The Covid-19 pandemic modified the way customers shop, as in 2020, online buying accounted for 18% of worldwide retail sales, from 9% in 2018. This has naturally led all retailers worldwide to rethink their omnichannel strategy and make sure they are efficient in terms of speed of delivery. This, of course, severely impacts their financial structure as fast delivery is a costly feature which needs to be integrated in a price structure which has not changed from the customers’ point of view.
MITSloan helped a grocer to make proper choices about inventory location in order to minimize time between placement of online order and its receipt. When questioning the very basis, i.e. the assumption that the delivery needed to be fast, the study showed that customers have different approaches when it comes to choosing between having to pay for delivery speed, delivery precision or delivery day choice.

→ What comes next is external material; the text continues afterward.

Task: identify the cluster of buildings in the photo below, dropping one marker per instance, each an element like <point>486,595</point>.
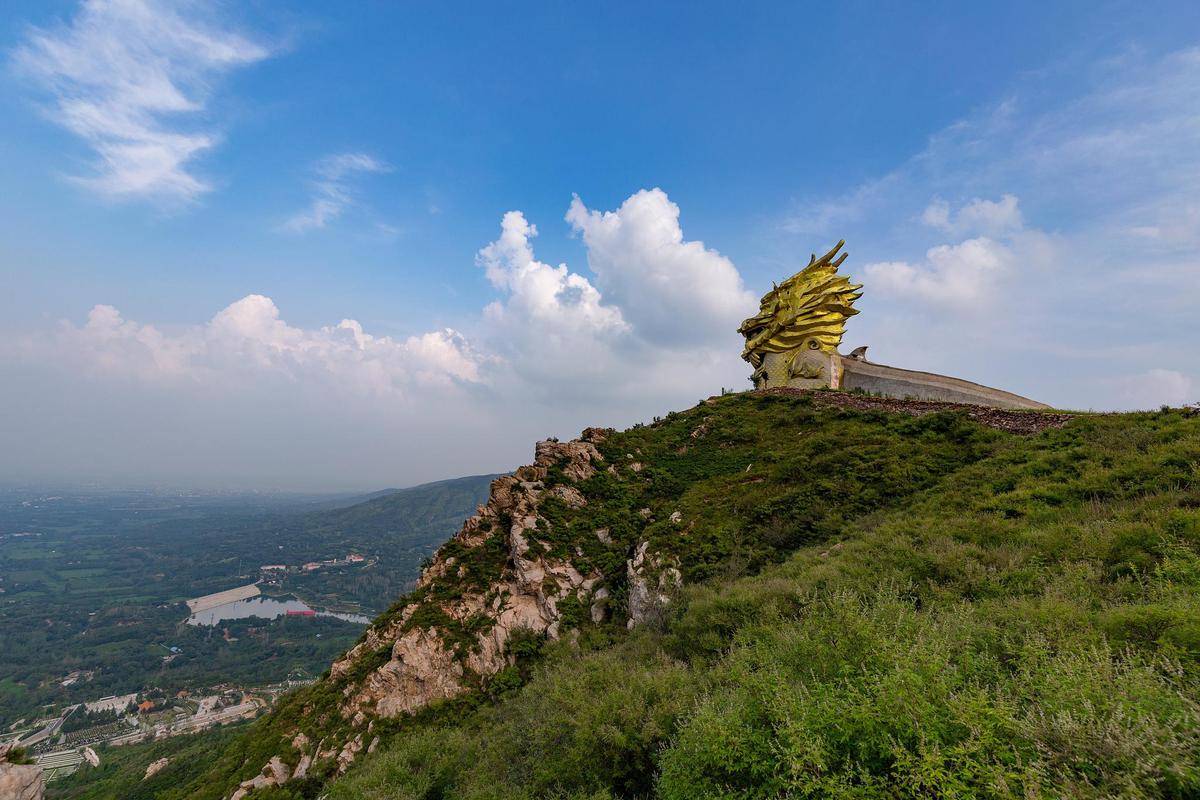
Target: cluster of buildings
<point>282,569</point>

The methodology was based on the past sales analysis of a grocery chain, comparing what was ordered, the available home delivery time shown to the customer and the slot finally selected. It showed that Speed is not the only or the main criteria for choice. Indeed, customers value the time slot precision (duration of the delivery time window) as well as the day choice (availability of times slots across days of the week).
On average, a customer is willing to wait 10.8 hour longer for a delivery if the time window is an hour shorter, and 7.5 hour longer is the delivery can be received on a preferred day of the week. It also goes with the order value and basket size: customers with large baskets are willing to pay more to improve delivery by one hour, for instance.
Now that panic-buying, induced by the pandemic, is over, retailers needs to analysis the data and understand the delivery attributes that drive loyalty and repeat purchase, instead of trying to align with bigger players which might not either have the right approach.